Five male secondary students in the Geelong region died by suicide in the four months to mid-June this year.

A coroner is investigating the five deaths as a group.

Ms Edgar has become a passionate advocate for mental health since her son's tragic death, and is in contact with a number of the mums who have lost their boys this year.

"It's just devastating for our region, it really does affect the whole community," Ms Edgar said.

She urged the community to "actively fight the cruelty of stigma". "Ask people if they're OK and really listen," Ms Edgar said.

Jigsaw Corio psychiatrist Dr Bo Egan said it was important to know anyone can start a conversation with someone who may be struggling - you don't need to be a professional.

"Although it may not be easy talking to someone about their mental health, letting them know that you are there to listen can have a positive impact," Dr Egan said.

"It could create an opportunity for a young person to feel comfortable enough to seek help, if needed.

"To help facilitate a conversation, you might consider an environment where the person feels comfortable and relaxed.

"Be mindful that some people may feel more comfortable to have a chat online or through social media rather than face-to-face.

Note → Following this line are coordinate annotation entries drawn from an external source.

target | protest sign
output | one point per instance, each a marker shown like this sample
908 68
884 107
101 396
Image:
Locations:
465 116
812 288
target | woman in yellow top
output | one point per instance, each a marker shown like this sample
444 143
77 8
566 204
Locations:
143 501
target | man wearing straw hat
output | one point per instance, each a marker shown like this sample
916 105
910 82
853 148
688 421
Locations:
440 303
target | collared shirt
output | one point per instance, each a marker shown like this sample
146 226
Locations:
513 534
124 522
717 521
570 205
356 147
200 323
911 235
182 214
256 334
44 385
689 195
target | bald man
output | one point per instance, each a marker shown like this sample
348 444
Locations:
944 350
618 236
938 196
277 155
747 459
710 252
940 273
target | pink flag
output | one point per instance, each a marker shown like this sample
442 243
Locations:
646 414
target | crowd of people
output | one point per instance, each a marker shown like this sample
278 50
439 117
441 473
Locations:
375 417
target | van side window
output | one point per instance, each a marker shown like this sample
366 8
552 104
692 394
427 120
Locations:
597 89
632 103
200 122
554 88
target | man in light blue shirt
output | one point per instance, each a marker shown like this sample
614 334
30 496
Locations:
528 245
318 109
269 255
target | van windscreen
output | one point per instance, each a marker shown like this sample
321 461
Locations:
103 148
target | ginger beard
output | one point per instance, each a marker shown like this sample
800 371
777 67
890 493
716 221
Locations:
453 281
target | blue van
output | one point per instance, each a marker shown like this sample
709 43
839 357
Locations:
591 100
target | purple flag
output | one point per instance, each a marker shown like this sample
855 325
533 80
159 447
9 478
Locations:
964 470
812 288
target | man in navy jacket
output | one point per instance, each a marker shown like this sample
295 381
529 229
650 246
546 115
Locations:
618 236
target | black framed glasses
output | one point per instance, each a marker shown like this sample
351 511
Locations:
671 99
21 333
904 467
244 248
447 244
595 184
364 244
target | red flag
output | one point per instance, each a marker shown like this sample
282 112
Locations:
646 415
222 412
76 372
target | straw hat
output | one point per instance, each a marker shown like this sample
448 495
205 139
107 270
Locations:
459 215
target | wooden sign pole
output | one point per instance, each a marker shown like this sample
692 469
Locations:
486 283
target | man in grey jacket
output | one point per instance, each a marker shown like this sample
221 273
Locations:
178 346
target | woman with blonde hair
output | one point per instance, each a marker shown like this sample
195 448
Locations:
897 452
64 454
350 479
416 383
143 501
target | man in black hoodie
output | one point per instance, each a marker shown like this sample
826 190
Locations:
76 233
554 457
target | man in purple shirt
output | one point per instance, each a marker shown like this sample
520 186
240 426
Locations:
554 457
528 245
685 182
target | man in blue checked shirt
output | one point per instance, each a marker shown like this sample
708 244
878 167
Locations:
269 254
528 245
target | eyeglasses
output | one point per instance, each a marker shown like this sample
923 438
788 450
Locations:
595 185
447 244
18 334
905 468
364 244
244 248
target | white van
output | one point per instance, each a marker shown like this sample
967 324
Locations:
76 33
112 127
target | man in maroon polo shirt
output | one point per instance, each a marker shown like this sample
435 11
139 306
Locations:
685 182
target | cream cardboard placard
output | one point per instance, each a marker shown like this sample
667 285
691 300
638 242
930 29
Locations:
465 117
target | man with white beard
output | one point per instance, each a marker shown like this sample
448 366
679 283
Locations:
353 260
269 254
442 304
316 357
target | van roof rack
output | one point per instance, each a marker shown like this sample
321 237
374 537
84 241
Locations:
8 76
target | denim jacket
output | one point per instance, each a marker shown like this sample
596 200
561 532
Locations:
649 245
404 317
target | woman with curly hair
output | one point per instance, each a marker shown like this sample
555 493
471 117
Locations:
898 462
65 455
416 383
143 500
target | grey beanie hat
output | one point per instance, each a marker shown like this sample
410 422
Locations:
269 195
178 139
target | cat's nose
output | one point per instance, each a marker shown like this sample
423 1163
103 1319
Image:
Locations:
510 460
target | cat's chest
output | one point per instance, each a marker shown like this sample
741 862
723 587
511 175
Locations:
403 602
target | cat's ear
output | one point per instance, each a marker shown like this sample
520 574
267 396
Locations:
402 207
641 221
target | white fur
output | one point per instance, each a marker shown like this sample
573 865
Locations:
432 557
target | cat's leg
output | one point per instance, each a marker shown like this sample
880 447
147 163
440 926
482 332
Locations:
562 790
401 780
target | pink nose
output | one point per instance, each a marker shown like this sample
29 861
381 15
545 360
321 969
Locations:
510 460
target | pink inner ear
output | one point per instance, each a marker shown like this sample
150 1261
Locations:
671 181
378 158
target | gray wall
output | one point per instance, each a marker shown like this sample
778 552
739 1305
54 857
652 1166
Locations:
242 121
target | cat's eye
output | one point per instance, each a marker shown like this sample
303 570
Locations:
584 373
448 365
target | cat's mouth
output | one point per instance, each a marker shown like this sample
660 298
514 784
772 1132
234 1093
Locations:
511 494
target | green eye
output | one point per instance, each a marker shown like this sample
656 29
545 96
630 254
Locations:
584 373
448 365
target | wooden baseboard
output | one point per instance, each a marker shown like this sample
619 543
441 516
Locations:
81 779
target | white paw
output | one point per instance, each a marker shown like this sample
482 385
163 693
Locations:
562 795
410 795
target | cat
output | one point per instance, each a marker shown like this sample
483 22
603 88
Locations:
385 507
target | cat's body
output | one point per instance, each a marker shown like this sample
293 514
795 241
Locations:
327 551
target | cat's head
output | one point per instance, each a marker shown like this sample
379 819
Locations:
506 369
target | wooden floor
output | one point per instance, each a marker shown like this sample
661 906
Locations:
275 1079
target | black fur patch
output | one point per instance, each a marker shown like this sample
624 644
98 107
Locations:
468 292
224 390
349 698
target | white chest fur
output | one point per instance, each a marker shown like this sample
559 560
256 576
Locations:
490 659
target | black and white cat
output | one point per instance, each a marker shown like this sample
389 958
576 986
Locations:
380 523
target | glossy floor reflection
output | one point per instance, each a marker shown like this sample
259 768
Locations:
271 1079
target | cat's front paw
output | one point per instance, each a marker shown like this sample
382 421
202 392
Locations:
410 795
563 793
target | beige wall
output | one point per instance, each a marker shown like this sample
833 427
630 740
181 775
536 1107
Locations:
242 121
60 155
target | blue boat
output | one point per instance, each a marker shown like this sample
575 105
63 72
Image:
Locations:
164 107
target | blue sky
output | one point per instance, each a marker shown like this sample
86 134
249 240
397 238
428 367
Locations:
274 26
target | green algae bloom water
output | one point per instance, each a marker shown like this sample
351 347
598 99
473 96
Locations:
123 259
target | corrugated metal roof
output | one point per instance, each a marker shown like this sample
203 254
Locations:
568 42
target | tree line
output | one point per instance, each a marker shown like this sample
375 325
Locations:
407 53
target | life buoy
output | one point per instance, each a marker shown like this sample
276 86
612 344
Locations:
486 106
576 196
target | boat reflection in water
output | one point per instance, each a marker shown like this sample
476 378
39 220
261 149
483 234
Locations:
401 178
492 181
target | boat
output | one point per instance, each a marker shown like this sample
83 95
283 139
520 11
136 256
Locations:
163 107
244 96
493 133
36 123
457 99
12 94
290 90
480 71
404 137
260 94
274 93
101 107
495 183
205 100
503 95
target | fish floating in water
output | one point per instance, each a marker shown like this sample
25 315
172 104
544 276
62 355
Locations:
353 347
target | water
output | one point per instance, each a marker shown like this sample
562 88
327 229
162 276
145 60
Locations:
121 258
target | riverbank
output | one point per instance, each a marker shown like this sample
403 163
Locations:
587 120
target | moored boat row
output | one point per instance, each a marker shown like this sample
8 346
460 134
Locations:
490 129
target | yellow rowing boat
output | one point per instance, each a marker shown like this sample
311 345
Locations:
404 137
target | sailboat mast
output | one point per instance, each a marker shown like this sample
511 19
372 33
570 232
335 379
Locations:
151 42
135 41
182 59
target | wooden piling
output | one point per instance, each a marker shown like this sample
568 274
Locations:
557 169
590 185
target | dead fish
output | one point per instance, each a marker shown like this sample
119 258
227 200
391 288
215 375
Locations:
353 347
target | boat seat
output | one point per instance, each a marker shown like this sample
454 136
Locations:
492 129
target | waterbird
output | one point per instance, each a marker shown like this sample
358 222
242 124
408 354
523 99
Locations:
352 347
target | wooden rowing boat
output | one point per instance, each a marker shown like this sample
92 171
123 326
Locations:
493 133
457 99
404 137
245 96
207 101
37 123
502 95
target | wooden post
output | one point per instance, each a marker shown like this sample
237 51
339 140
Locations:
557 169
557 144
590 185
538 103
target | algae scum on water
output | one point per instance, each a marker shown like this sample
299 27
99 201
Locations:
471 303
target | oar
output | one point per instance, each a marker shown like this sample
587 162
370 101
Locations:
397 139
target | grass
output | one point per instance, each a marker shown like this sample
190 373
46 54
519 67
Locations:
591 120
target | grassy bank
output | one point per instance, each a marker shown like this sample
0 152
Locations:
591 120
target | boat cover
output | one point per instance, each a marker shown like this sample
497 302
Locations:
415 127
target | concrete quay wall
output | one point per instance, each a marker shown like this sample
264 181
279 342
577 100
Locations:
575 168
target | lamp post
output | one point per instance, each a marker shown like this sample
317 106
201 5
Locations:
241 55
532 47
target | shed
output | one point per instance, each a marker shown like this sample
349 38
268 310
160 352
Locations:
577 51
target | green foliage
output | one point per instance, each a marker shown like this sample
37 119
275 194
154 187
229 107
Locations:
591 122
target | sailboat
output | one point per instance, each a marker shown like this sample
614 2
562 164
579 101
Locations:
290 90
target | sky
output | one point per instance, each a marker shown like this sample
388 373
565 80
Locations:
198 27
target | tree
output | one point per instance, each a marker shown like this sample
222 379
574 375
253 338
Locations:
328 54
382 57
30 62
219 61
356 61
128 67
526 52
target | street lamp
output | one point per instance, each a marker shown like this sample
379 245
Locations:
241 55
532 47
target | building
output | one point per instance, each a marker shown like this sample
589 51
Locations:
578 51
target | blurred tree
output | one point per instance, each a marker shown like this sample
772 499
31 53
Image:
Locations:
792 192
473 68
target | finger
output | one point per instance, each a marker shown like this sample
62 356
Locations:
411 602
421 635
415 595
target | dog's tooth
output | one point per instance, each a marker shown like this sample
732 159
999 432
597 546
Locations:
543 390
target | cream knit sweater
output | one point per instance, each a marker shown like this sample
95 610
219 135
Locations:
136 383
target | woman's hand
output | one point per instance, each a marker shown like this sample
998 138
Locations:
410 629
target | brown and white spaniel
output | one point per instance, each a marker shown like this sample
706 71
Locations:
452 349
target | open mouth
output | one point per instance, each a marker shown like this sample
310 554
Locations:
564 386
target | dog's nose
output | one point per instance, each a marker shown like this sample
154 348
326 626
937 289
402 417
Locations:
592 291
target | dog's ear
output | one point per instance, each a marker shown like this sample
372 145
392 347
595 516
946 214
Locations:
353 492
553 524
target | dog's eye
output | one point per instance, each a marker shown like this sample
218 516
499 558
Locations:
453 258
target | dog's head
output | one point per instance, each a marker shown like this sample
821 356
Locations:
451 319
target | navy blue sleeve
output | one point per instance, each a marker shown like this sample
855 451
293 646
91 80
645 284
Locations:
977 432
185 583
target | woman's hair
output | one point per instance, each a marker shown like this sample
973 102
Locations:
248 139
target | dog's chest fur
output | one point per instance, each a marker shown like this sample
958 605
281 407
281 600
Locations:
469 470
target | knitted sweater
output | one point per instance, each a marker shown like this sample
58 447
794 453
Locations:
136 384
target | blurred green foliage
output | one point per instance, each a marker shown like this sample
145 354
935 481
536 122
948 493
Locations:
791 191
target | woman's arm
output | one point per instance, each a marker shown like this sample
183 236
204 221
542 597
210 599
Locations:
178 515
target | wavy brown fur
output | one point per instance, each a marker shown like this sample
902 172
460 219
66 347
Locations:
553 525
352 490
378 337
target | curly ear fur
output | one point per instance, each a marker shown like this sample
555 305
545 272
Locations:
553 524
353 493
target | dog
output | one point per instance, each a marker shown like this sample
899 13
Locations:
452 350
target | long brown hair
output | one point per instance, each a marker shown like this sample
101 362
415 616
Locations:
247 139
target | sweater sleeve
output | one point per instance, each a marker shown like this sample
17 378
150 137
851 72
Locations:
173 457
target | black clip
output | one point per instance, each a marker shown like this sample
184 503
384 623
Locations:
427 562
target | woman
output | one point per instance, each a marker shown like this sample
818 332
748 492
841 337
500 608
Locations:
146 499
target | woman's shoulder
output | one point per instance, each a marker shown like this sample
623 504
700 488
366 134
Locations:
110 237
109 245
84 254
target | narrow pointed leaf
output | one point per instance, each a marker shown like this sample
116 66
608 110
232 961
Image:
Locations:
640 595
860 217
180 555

"Rather than starting the conversation with a list of concerns, start with a simple question like 'Are you OK?'"

Dr Egan said R U OK? Day and World Suicide Prevention Day were even more important this year.

"This event provides an opportunity to have discussions with young people and check on how they have been doing in light of so many of the challenges that have occurred this year," he said.

"Talking about suicide is challenging for everyone, however raising awareness about youth mental health and suicide is important and is something that everyone in the community can participate in."

"With the limits in social connection, it is more important now than ever to check up on one another.

"Feeling connected may be what's needed to help someone get through a difficult time in their life." Barwon Child, Youth and Family CEO Sandy Morrison reminded the community help is available.

"It is crucial to remember to reach out not only on R U OK? Day, but every day, and to be prepared that, if the answer to 'R U OK?' is 'no', to listen with an open mind, encourage action, and to check in after the initial conversation," he said.